Atomistas como Demócrito trataram de superar estas brilhantes objeções aduzindo que os átomos têm extensão, mas são fisicamente indivisíveis pois são absolutamente lisos e não existe cunha que possa ser introduzida neles para dividi-los. A objeção de Demócrito é um simples estratagema sofístico, mas pelo menos fez a tentativa. Agora sabemos que os Eleatas tinham razão em abstrato – embora os atomistas estivessem mais corretos em concreto, com sua teoria atômica – e embora a divisão do átomo não se possa entender em termos mecânicos como supunham os velhos atomistas, a fissão atômica é tão real quanto as infames bombas de Hiroshima e Nagasaki. O argumento dos Eleatas continua sendo válido para sustentar a infinita divisibilidade da matéria; de fato, se todas as partículas subatômicas têm propriedades como campo, spin, “cor”, momento magnético etc., deve-se admitir que estas propriedades – assim como outras tantas que agora desconhecemos – revelam a estrutura própria de tais partículas, sua natureza interna; isto é, sua composição. Portanto, são tão inesgotáveis como o próprio universo.

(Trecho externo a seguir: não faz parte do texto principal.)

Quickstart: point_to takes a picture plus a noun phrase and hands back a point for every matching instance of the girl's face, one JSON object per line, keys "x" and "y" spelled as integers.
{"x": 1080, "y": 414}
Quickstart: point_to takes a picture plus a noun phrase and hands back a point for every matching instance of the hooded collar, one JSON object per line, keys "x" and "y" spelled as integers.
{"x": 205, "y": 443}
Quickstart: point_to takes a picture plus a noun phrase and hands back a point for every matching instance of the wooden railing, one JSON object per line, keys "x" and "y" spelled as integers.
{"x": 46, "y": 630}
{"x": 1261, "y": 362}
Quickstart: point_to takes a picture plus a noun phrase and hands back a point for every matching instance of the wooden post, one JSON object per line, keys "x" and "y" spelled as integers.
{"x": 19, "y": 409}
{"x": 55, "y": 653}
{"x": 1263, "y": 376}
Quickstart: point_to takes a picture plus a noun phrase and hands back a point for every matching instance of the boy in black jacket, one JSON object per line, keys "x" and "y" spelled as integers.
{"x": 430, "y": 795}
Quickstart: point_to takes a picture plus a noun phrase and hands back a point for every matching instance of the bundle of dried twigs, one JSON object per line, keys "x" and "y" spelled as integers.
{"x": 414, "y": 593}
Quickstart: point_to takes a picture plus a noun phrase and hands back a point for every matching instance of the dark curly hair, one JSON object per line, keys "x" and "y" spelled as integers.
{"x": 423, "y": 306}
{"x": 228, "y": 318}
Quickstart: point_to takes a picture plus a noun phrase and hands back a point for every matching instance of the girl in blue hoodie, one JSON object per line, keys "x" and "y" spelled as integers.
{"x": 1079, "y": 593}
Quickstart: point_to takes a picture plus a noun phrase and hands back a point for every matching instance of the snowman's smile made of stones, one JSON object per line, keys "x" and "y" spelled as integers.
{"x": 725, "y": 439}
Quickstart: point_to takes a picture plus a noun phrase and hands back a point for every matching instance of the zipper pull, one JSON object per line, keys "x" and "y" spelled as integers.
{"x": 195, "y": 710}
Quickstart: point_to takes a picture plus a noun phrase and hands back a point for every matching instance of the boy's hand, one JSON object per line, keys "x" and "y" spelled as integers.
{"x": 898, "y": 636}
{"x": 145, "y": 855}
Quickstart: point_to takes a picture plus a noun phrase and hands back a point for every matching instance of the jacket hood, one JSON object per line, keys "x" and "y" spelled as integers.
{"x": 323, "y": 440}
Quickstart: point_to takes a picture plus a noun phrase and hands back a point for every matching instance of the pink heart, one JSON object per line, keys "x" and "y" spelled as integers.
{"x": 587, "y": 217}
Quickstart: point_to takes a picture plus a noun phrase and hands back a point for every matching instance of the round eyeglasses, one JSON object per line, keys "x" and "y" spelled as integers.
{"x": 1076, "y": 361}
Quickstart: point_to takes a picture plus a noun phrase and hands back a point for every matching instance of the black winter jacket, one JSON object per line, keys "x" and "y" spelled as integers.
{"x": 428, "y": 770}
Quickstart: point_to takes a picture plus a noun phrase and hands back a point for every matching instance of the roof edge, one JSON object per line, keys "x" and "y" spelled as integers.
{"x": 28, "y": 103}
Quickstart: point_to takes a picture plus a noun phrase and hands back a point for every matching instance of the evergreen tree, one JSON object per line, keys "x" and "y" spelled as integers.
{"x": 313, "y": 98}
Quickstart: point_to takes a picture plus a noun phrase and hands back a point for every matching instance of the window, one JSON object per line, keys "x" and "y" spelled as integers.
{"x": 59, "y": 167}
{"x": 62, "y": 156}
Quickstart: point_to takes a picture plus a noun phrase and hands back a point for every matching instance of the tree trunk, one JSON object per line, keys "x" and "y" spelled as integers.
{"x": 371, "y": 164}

O descobrimento de todo um “exército” que cresce constantemente de partículas subatômicas demonstrou que a matéria é inesgotável e que não existe “partícula elementar” sem composição. Ted Grant e Alan Woods assinalam o fato: “Durante séculos os cientistas tentaram em vão encontrar os ‘tijolos da matéria’, a última e mais pequena partícula. Há cem anos pensaram que a haviam encontrado no átomo (palavra grega que significa ‘indivisível’). O descobrimento das partículas subatômicas levou os físicos a penetrar mais profundamente na estrutura da matéria. Em 1928, os cientistas imaginavam que haviam descoberto as partículas mais pequenas – prótons, elétrons e fótons, dos quais se comporia todo o mundo material. Isto veio abaixo mais tarde, com a descoberta do nêutron, do pósitron, do deutério e todo um grupo de partículas, inclusive mais pequenas, com uma existência das mais evasivas: neutrinos, mésons pi, mésons um, mésons k etc. O ciclo vital de algumas destas partículas é tão evanescente, talvez a mil milionésima parte de um segundo, que foram qualificadas de ‘partículas virtuais’, algo totalmente impensável na era pré-quântica” [5]. O último integrante deste exército em crescimento constante é o Bóson de Higgs, partícula conhecida mais popularmente com o inadequado e horroroso apelido de “Partícula de Deus” – como piada seus descobridores afirmam que teriam preferido chamá-la de “partícula maldita” pela incrível dificuldade de ser detectada. A vida média desta partícula é da escala do incrivelmente evanescente “zeptosegundo”, ou seja, a mil trilionésima parte de um segundo.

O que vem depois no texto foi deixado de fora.